Kacha. She knotted her fingers in her hair, as if seeking to pull it out by the roots. How could she have forgotten even for a moment? She ached to feel his arms around her. Too late. Too late. But it could not be too late. Everything had worked, she had felt it. One or the other of them must still live. They were not both gone. She had not completely failed.
“Quickly.” She pulled away from her ladies.
They all but threw on her skirt, her sleeves, her bodice, knotting each lace as swiftly as possible, and tossing over all her outer coat, her veil and coronet. Prathad called out for little, pale Anka the page girl, who ran for the guard to form up the escort. Medeoan did not wait for the canopy to be raised over her. She strode down toward the river’s edge where her barge waited. The guard followed in haste, reforming around her with the girl pages who all seemed as white as their kaftans.

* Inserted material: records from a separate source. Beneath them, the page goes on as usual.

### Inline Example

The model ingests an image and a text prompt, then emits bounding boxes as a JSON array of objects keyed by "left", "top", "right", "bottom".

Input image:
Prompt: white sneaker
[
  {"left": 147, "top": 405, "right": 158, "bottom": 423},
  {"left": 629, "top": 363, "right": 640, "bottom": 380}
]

Let her ladies follow as they could. The captain would have left men behind to escort them. She had to get back to Vyshtavos. She had to know who lived and who died. She had to find Kacha. She had to know how she had failed.
But Vyshtavos and its parklands lay beyond the city of Makashev, and although the captain sent the small barge ahead with a man to cry that the high princess (just princess still, she had not completely failed) was on her way, it did little good. Barges and coracles and rowing boats made a stew of the watercourse. The drawbridges were clogged with carts, and carriages, and old people on foot, and horses, donkeys, mules, dogs, all in the way, all streaming out of the streets between the wooden buildings with their peaked roofs and gilded spires and fat onion domes so that they could watch her pass. The river’s breeze brought down the smell of the summer city, all mud and garbage, smoke and cooking food, and Medeoan felt that with every passing moment her heart must burst for beating so hard as she clutched the rail of her bench and willed the oarsmen to pull faster, and faster yet.